Most organizations depend on the web to collect data that is important to their decision making process. Automating data collection from websites can significantly help businesses reduce time, costs and manual errors.
Content Grabber – an advanced web scraping software application can help businesses automatically harvest data from the web. Content Grabber requires no programming. Content Grabber has a very unique feature – “self-contained agent” that provides a way for web scraping via agent assisted automation.
The self-contained agent feature is only available in the Professional & Premium version of Content Grabber.
What is Self Contained Agent?
A self-contained agent is a wrapper for your Content Grabber project making it independent of what the user might have installed. It is a single executable containing all resources and the runtime. One can execute the self-contained agent on any machine that has the windows operating system running.
The Content Grabber Self-Contained web scraping agent can be distributed royalty free. It can run without the need for the Content Grabber software to be present on target computer.
New business opportunity
Not only can a self-contained agents be distributed royalty free, they can also be white-labelled (branded) with you own company logos.
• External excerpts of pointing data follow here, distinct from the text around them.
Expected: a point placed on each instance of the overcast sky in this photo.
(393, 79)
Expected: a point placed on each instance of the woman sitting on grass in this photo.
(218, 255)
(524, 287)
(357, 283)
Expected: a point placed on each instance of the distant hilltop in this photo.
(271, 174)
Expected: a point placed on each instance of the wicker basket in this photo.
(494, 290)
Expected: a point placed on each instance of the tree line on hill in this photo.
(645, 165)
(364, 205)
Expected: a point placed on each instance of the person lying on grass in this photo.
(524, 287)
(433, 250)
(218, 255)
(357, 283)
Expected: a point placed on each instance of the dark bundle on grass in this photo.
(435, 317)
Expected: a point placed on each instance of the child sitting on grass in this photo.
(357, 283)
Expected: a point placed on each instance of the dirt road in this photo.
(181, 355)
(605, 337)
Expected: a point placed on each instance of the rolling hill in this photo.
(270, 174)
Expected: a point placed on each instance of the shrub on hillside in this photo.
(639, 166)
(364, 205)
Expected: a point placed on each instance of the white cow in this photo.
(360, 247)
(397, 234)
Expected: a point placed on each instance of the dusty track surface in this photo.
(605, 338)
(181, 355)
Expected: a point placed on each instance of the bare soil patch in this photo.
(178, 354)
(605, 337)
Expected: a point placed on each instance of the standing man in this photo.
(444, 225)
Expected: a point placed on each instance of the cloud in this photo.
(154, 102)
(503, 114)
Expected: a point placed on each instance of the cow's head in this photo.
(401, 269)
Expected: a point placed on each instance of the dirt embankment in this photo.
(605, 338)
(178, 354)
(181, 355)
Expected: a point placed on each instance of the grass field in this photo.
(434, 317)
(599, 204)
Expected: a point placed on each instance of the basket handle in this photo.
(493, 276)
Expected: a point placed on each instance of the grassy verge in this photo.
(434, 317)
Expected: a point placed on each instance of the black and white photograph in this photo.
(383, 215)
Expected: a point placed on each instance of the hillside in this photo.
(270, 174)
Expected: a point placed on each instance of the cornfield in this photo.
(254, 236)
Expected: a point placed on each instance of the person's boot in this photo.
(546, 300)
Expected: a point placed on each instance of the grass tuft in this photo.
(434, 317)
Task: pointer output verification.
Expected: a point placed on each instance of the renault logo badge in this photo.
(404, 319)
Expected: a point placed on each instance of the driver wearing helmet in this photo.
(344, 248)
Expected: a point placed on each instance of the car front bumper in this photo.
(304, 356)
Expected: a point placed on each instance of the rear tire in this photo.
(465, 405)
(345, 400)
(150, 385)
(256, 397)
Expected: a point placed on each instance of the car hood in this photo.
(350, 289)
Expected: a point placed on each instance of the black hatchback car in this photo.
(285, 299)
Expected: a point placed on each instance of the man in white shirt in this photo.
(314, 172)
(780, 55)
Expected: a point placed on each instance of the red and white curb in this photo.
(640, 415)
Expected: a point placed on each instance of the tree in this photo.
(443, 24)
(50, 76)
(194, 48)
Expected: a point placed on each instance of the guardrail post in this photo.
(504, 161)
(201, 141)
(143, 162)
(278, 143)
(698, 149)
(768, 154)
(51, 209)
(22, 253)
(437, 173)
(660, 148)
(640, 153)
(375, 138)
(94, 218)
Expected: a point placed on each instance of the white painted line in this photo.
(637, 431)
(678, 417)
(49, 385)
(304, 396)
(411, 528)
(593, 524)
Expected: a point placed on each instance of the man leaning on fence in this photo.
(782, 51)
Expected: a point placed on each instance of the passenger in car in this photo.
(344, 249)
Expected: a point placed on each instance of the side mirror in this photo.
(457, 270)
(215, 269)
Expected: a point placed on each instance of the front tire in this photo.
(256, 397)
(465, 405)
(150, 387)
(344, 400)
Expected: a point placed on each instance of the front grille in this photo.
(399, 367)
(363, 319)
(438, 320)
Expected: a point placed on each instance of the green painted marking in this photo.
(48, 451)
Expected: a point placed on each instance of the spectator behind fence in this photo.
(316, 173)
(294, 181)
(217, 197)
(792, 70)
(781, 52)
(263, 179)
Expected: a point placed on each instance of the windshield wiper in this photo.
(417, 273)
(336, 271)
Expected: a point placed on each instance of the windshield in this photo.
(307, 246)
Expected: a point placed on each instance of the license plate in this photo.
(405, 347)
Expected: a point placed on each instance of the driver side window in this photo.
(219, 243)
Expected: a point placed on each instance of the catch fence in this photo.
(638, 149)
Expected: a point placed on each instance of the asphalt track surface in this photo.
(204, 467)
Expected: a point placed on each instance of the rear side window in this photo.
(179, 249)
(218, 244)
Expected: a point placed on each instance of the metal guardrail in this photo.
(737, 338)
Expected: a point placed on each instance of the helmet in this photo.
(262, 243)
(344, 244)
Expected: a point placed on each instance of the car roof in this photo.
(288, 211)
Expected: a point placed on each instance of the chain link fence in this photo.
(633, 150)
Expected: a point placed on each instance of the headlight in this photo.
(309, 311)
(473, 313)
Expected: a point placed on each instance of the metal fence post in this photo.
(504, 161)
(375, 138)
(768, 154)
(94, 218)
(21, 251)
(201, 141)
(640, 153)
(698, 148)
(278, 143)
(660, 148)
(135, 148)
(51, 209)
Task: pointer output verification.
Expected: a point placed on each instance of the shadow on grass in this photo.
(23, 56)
This means businesses can create and package their own web scraping creations and sell them. A good opportunity for new business revenue. Some example applications include:
- Brand monitoring – extract text when a company name is mentioned on social media sites
- Executive recruiting – monitor sites for changes in executive profile status
- Scan web email for prospect customer details.
Content Grabber Self-Contained Agent in Action
Working with Content Grabber feels natural. Content Grabber offers the use of its visual editor with a point and click wizard based tool that can be used to create self-contained web scraping agent.
How to create self-contained web scraping agent?
To create a self-contained agent, simply go to Main Menu, Select File->Export Agent.
The following dialog will popup:
Then check “Create Self-Contained Agent” option in the Export Agent Dialog box.
In the Export Agent Dialog box, there are several options like Agent filename, include internal data, include external data, and customize design. Let us explore Customize Design in detail.
Customize Agent Design:
Using “Customize Design” option, one can customize the look and feel of the agent being created. On clicking Customize Design button, a following dialog will popup.
Customize Design Dialog has three tabs:
- Agent Details Tab: You can customize a self-contained agent by providing Agent Details like name, logo, icon and description in Agent Details tab. These information are being displayed in Startup Screen of an agent.
- Company Details Tab: You can specify branding details like Company name, logo, website, email, address and description in Company Details tab. These information are being displayed in About Screen of a stand alone agent.
- Templates Tab: In Templates tab, Content Grabber allows you to specify custom template files for white labeling your agent. The template files are HTML files that controls the look and feel of the agent layout. One can also configure different options to enable/disable on the agent interface.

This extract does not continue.